Em setembro do ano passado, trouxe aqui para o blog o texto “Computational research in the post-API age”, do pesquisador Dr. Deen Freelon, no qual ele faz algumas considerações sobre o futuro da pesquisa computacional no que ele chamou de “era pós-APIs”. Dando sequência ao debate levantado naquele momento, trago desta vez outro texto de pesquisadores também renomados, Tommaso Venturini e Richard Rogers, no qual discutem sobre o futuro da pesquisa em mídias sociais após o escândalo da Cambridge Analytica – e suas devidas consequências.
Antes de entrar no texto, uma rápida contextualização (para quem não trabalha na área): 2018 foi o ano que o Facebook mais fechou o cerco quanto ao acesso irrestrito aos dados dos usuários; isso aconteceu principalmente devido aos problemas ocorridos nas eleições norte-americanas que elegeram Donald Trump e culminou numa audiência pública de Mark Zuckerberg diante do congresso de senadores. No rascunho “‘API-based research’ or how can digital sociology and journalism studies learn from the Cambridge Analytica affair”, que estará no livro Digital Journalism (a ser lançado), Venturini e Rogers partem do escândalo da CA para discutir o futuro da pesquisa com APIs e a importância de desenvolver uma prática de trabalho de campo digital mais sólida e diversa.

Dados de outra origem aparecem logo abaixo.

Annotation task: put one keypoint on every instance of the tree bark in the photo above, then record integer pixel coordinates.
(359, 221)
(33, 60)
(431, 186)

“Dentre outros motivos, as eleições presidenciais de 2016 serão lembradas pela revelação de que seu resultado pode ter sido afetada pela Cambridge Analytica, uma vergonhosa agência de marketing que ilegitimamente coletou dados de milhões de usuários do Facebook e os utilizou para a campanha de Donald Trump. O escândalo estimulou um vasto debate sobre a frouxidão da proteção de privacidade nas mídias sociais e forçou o Facebook a prometer uma redução drástica das informações disponibilizadas pela sua API.”
(VENTURINI; ROGERS, 2019)
O artigo se desenvolve sob dois pilares: primeiro, quanto aos “aprendizados” que todos nós – pesquisadores, mas também usuários e pessoas físicas da sociedade civil – podemos adquirir do caso da CA; e, segundo, num debate (praticamente um puxão de orelha bem dado) sobre como a pesquisa na internet se tornou limitada e monopolizada metodologicamente. Há também, tanto no tom quanto de forma explícita no texto, uma crítica ferrenha às práticas de marketing que utilizam dados de usuários de mídias sociais para lucro corporativo em oposição à utilização desses mesmos dados para pesquisa em Ciências Sociais – um debate complicado, principalmente para mim, visto que estou em ambos os lados (então deixemos para outra oportunidade).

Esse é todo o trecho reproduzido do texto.